Tutto molto bello. Forse troppo bello. Ma stupire i potenziali clienti coi modi affabili e quel magazzino da 8mila metri quadri nel New Jersey, era una specialità della “casa”. Tanto che secondo gli inquirenti di Reggio Calabria è proprio un’intercettazione telefonica sullo stupore di un visitatore ad aver svelato chi si celasse dietro quella «galassia di imprese» gestite dall’avvocato. Inclusa la “Avant Garde Sales & Marketing inc” con cui interloquiva la Regione Basilicata. Ovvero «il controllo “a monte” da parte della cosca Piromalli di tale complesso imprenditoriale, proprio per il tramite del loro affiliato oltreoceano».

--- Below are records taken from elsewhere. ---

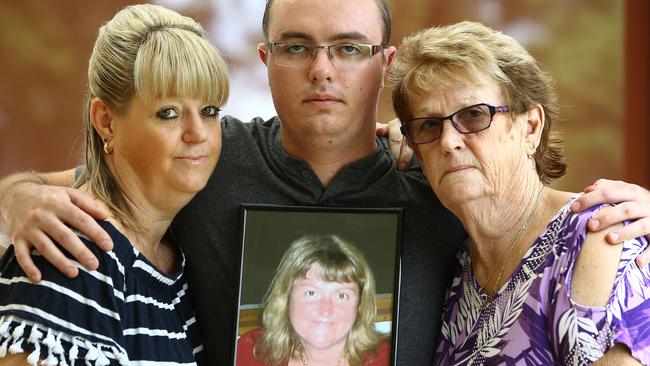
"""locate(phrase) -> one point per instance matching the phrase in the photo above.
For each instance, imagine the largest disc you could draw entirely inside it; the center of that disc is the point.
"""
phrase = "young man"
(321, 150)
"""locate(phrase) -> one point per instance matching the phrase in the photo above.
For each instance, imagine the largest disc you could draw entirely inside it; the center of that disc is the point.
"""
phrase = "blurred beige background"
(44, 47)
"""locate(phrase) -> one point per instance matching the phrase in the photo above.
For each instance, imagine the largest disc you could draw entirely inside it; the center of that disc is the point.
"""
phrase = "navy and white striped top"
(125, 312)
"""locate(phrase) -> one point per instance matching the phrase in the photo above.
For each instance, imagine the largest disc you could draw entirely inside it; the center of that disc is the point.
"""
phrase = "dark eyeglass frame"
(374, 48)
(492, 109)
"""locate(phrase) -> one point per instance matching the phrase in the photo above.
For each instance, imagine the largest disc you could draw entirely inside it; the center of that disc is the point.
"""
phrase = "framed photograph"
(287, 249)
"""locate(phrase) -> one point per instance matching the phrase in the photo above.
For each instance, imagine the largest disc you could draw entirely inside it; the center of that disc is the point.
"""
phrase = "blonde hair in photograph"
(339, 262)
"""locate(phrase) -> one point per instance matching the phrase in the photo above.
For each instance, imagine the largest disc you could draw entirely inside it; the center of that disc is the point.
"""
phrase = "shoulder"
(598, 263)
(595, 270)
(245, 346)
(230, 124)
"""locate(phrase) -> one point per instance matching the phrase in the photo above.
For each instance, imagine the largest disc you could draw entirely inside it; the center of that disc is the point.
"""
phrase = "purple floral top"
(533, 320)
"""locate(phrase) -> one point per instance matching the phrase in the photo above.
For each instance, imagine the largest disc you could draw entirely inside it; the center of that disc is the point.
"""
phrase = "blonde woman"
(319, 310)
(153, 138)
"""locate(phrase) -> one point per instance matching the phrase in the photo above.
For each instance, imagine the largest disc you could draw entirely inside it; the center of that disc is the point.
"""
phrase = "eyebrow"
(355, 36)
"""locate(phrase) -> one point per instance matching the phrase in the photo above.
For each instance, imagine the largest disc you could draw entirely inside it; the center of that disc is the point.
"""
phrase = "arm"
(593, 280)
(34, 210)
(399, 148)
(634, 205)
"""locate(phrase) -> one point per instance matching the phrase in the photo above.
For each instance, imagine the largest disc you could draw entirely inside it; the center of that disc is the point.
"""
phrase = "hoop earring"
(108, 149)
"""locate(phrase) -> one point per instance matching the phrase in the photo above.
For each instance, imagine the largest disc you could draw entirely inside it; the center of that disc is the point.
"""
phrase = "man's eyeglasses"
(470, 119)
(300, 55)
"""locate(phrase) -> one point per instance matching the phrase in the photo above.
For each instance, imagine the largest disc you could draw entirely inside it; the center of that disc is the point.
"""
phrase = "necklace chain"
(500, 264)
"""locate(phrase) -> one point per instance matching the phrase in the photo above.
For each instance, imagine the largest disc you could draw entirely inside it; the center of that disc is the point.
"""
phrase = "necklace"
(305, 362)
(494, 289)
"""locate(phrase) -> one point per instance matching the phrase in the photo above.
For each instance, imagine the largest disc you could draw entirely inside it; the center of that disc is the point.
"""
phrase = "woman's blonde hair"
(339, 262)
(152, 52)
(462, 53)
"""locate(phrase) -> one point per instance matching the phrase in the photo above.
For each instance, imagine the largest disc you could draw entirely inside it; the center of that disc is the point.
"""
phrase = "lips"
(192, 158)
(321, 98)
(457, 168)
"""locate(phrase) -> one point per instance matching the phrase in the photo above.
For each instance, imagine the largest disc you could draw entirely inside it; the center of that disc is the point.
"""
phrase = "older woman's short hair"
(152, 52)
(462, 53)
(339, 262)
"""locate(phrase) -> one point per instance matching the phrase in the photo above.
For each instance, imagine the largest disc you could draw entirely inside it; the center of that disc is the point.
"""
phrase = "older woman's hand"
(633, 203)
(36, 216)
(399, 148)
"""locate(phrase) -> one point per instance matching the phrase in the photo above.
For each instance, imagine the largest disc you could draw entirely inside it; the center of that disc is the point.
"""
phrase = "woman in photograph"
(320, 309)
(532, 285)
(153, 138)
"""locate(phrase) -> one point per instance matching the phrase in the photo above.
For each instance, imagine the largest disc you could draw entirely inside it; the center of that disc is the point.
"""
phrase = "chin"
(457, 194)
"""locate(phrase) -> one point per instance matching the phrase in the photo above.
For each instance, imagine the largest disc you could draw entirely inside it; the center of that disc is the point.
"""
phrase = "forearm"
(9, 185)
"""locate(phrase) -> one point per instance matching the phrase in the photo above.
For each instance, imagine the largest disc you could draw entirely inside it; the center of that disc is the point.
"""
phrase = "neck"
(333, 356)
(327, 154)
(502, 227)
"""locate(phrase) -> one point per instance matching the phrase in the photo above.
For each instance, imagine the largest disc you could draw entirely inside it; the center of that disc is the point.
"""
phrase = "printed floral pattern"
(533, 320)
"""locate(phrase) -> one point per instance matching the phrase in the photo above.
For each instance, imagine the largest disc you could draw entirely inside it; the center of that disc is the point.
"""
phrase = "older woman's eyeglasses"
(300, 55)
(474, 118)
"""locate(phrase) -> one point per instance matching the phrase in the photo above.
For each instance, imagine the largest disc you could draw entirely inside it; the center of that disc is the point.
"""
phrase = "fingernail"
(91, 262)
(71, 271)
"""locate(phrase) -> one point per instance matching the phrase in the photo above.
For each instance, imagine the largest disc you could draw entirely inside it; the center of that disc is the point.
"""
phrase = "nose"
(325, 306)
(195, 131)
(450, 138)
(321, 68)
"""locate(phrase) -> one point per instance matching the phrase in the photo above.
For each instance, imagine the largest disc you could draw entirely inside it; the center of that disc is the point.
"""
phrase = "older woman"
(319, 310)
(152, 140)
(532, 286)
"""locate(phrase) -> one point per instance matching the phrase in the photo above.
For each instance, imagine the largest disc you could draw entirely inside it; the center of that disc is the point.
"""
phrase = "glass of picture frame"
(269, 230)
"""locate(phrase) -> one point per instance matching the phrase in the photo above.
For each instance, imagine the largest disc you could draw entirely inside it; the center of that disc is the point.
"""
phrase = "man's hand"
(633, 203)
(36, 216)
(399, 148)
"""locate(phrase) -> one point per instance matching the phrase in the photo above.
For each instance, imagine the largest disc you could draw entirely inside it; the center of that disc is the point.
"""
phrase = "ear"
(262, 49)
(534, 128)
(389, 53)
(101, 117)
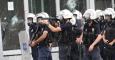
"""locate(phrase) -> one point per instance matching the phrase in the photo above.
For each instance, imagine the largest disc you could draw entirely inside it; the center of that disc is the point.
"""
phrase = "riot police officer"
(32, 29)
(108, 35)
(65, 28)
(44, 52)
(91, 31)
(76, 47)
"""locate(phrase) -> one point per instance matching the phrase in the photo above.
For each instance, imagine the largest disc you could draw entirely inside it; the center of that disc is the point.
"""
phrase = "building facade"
(13, 18)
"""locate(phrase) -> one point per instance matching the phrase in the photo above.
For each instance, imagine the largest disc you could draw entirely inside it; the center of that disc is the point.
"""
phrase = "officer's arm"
(54, 29)
(112, 43)
(98, 39)
(42, 37)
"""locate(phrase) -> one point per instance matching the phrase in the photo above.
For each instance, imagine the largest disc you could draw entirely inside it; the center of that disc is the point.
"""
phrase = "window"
(74, 4)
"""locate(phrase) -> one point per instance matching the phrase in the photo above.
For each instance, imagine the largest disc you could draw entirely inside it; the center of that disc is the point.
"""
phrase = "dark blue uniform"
(109, 51)
(43, 49)
(77, 49)
(65, 41)
(90, 34)
(32, 31)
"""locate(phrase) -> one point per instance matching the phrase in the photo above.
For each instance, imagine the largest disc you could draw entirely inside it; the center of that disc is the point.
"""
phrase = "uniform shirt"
(66, 33)
(45, 42)
(32, 31)
(90, 33)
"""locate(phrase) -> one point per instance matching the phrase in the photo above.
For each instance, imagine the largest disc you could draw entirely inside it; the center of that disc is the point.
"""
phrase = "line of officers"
(90, 36)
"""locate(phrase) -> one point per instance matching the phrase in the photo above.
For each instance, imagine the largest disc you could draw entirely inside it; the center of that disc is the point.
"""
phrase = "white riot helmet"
(45, 14)
(31, 18)
(65, 14)
(73, 20)
(107, 12)
(78, 14)
(112, 11)
(90, 14)
(42, 15)
(99, 13)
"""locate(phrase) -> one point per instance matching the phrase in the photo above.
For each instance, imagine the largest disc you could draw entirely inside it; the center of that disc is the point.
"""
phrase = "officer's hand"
(33, 43)
(79, 40)
(111, 43)
(91, 48)
(105, 41)
(44, 22)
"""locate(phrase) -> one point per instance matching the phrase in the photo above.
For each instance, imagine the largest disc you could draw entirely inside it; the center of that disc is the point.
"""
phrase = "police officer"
(108, 26)
(91, 31)
(65, 28)
(32, 29)
(108, 36)
(43, 49)
(76, 47)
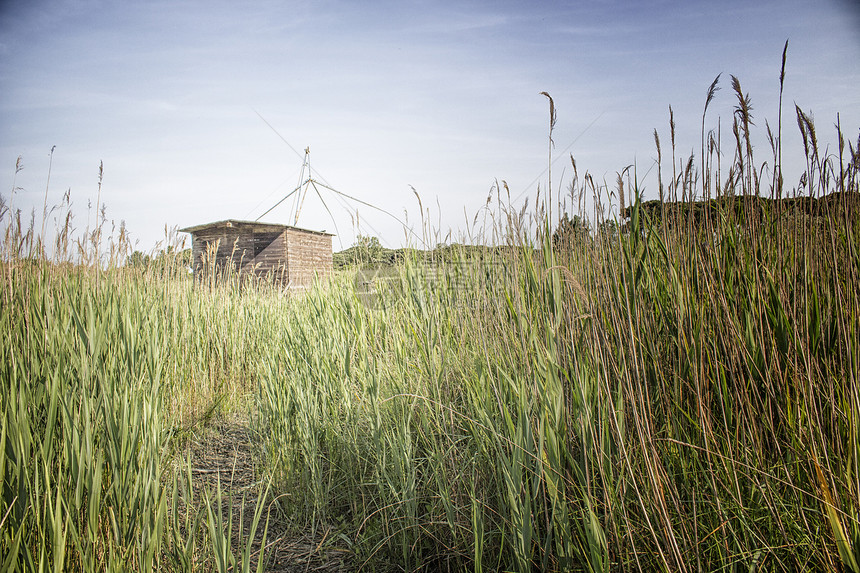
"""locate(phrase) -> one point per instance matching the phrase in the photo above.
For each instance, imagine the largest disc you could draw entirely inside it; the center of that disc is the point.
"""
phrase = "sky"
(201, 111)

«Poi comunque gli ho fatto vedere come lavoriamo». Queste le parole di Vizzari ad Antonio Piromalli (figlio di Pino “facciazza”), in carcere da giovedì, trascritte dai carabinieri del Ros. «Insomma il lavoro che facciamo… Lui che andava guardando capannoni, non capannoni… “Ma qua”, disse. “Ma qua è tuo?” Gli dissi: “Si… qua tutto mio è!” (breve pausa… poi ridendo…) Poi l’ho visto mettersi da parte a raccontare (al telefono) al padre quello che gli avevo detto».
Per i pm, insomma, l’avvocato sarebbe stato una «vera e propria testa di ponte della cosca negli Usa, dove è titolare e comunque socio e amministratore di una miriade di società di diritto Usa ed italiano, tutte riconducibili alla cosca Piromalli, ma a lui fittiziamente intestate (…) funzionali all’attività di esportazione di olio di oliva ed agrumi verso il mercato nordamericano che costituiva un canale privilegiato di riciclaggio dei proventi delle attività della cosca».

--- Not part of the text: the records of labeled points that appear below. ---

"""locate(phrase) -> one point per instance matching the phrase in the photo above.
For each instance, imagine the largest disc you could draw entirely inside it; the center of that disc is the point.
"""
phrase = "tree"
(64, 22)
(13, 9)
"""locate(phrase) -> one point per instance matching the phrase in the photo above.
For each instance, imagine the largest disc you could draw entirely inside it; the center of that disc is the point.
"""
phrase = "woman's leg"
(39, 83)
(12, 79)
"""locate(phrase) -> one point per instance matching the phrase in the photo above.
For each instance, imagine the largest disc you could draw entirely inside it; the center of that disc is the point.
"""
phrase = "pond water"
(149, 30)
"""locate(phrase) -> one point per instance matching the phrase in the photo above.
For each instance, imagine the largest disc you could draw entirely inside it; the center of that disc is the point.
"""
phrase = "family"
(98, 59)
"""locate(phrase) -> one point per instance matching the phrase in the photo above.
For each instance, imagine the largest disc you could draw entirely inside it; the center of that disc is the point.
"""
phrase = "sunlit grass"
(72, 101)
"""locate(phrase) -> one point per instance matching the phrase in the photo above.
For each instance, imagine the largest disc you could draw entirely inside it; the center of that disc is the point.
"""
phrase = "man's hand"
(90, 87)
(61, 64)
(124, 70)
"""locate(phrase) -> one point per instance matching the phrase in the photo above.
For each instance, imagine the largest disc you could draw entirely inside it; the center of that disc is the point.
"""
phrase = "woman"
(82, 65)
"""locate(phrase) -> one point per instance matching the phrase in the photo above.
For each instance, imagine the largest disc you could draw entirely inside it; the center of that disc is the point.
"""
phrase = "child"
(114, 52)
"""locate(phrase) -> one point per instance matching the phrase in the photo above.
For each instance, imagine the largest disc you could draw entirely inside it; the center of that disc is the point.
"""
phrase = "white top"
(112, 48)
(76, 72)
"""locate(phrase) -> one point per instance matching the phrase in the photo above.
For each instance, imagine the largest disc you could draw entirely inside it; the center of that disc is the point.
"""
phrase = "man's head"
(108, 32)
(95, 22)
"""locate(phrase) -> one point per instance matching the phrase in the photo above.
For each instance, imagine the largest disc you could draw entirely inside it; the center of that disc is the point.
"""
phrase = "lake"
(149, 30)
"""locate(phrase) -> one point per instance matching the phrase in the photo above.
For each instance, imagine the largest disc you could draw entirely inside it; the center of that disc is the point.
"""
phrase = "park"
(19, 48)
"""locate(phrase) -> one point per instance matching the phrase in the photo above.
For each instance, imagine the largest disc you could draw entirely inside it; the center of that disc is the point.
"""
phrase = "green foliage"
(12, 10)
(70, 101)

Oltre a partecipare attivamente a una frode orchestrata da Piromalli sul prodotto distribuito nelle principali catene americane, dove l’olio di sansa diventava di qualità superiore grazie ad etichette ad hoc. «Un soggetto talmente importante -scrivono ancora i pm riferiti al potente clan di Gioia Tauro – che Antonio Piromalli ne discuteva con il padre nel colloquio del 24 dicembre 2016 che i due tenevano a distanza di quasi dieci anni da quando si erano parlati l’ultima volta».

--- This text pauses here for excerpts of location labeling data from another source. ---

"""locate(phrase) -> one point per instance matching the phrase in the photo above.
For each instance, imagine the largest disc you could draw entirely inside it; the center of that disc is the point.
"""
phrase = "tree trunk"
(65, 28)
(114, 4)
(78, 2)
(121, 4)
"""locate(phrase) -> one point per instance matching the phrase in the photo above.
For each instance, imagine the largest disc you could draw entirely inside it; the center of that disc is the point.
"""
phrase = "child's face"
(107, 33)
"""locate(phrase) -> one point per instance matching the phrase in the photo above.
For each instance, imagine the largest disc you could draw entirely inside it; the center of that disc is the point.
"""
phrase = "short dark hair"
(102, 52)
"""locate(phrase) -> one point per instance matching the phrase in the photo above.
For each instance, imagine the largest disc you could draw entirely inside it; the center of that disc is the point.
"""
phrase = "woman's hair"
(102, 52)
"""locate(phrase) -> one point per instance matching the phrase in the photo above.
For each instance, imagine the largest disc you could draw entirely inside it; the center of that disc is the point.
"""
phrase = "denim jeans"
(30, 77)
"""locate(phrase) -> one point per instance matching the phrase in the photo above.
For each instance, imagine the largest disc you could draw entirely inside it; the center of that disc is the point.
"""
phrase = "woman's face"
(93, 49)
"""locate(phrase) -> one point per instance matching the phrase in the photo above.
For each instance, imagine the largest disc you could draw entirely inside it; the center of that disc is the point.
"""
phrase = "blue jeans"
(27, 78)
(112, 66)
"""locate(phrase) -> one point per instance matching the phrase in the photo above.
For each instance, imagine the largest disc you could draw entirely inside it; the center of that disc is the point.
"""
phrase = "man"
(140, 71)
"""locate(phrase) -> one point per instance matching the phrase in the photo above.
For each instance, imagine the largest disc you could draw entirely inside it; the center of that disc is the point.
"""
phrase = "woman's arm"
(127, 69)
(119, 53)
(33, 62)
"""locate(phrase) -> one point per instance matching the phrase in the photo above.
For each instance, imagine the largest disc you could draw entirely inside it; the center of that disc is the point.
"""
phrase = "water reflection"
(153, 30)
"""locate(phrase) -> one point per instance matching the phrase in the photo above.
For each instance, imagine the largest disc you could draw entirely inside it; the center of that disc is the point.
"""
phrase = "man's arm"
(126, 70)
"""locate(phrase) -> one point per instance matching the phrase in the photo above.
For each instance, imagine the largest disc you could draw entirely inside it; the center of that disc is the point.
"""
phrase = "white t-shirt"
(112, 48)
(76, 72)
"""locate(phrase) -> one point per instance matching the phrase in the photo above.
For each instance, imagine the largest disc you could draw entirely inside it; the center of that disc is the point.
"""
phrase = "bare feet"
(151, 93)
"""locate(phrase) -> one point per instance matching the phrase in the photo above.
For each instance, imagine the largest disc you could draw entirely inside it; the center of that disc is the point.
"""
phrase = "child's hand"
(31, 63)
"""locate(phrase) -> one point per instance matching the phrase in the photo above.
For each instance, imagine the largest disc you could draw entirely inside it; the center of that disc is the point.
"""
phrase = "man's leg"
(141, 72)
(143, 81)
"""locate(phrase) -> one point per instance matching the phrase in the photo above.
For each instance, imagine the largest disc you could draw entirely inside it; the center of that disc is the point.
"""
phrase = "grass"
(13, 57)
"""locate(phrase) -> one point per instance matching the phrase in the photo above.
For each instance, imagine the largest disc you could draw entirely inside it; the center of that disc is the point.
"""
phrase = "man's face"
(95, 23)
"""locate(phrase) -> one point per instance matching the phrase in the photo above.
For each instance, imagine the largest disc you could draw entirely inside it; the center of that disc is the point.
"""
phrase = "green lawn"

Dunque un professionista insospettabile ma col piglio (sarebbe stato lui a segnalare l’esistenza di un’indagine tramite una presunta “talpa” nell’Fbi, ndr) e ilpedigree “giusto”, secondo gli inquirenti. Suo cugino, infatti, è Vincenzo Bagalà di Gioia Tauro (anche lui tra i 33 destinatari del fermo eseguito giovedì scorso), compare di cresima di Antonio Piromalli, inserito «nella stretta cerchia degli affiliati ammessi ad avere un contatto diretto con il giovane boss, partecipando di tale privilegio anche i figli». In particolare Carmelo (fermato a sua volta), che in un’intercettazione avrebbe paragonato il boss «per fama, a Papa Francesco», e a breve avrebbe dovuto raggiungere Vizzari a New York.
«A disposizione iure sanguinis». Scrivono i pm. In ogni parte del globo.